OKLAHOMA CITY – Grand Lake Mental Health Center was awarded $15,000 in rapid response funding from the Arnall Family Foundation. The grant will be used to address technology needs stemming from the COVID-19 pandemic and its immediate strain on those impacted by the state’s child welfare and juvenile justice systems.

Grand Lake Mental Health Center currently provides vital crisis intervention and treatment including family support providers, care managers and behavioral health coaches to at risk families. They serve over 4,000 children across 12 counties: Craig, Delaware, Kay, Mayes, Noble, Nowata, Pawnee, Payne, Osage, Ottawa, Rogers and Washington. The grant will help provide families with devices, data plans, specialized software and access to necessary services around the clock.

“Mental illness and substance use are medical issues affecting people across every age, race, religion, gender, ethnicity and socioeconomic status,” said Janette Nuspl, agency development director at Grand Lake Mental Health Center. “It doesn’t matter who you are, where you live or work or whether you have health insurance. Left untreated it disrupts families and wrecks lives. At Grand Lake Mental Health Center we utilize cutting edge technology to provide people with immediate, 24/7 access to a full spectrum of evidence based treatment from the safety of their own homes. Mental illness doesn’t clock out at 5PM, and neither do we. We want to thank the Arnall Family Foundation for supporting us in our ongoing mission to ensure brighter tomorrows for everyone, everywhere, every time.”

The Arnall Family Foundation awarded $298,669 in rapid response funding to 27 governmental and nonprofit organizations throughout the state. The fund was created in response to the COVID-19 pandemic and its immediate strain on those impacted by the state’s child welfare and juvenile justice systems. Guidelines for the fund requested proposals in three areas: technology, kinship support and informal care options for foster families. 60 organizations serving children, youth and families across the state submitted proposals for funding totaling more than $1 million in requests.

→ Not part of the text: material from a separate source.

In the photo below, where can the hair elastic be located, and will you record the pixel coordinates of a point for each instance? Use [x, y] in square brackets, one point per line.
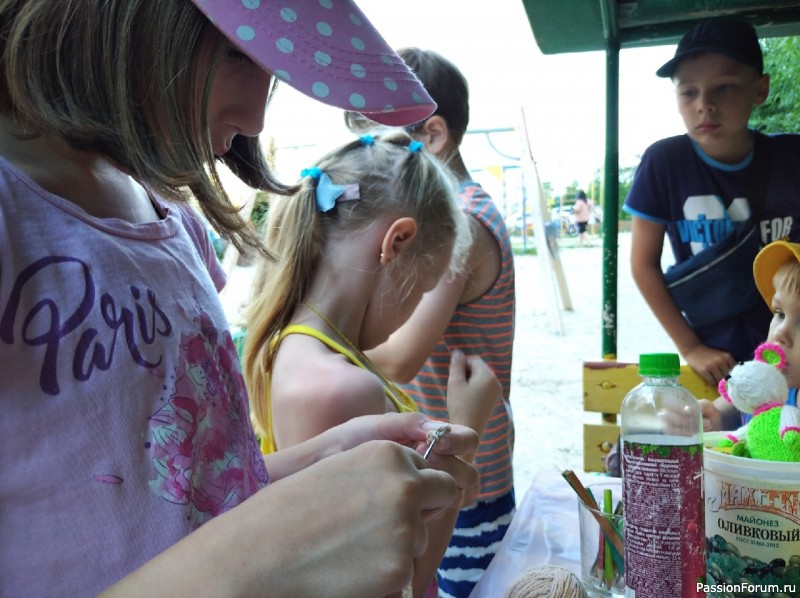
[327, 194]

“We were so impressed with how quickly and thoughtfully all of the applicants adapted to ensure they can continue supporting their clients. Communities throughout the state are rising to the occasion to keep families and youth connected during a time when it is so easy to feel isolated,” said Sue Ann Arnall, founder and president of the Arnall Family Foundation. “It was important to us to quickly provide support to these populations that we know are experiencing immense stress as a result of this pandemic. That was our primary goal. But we are also hopeful that some of these immediate solutions will create opportunities for long-term benefits for children, youth and families, well after social distancing is no longer our reality.”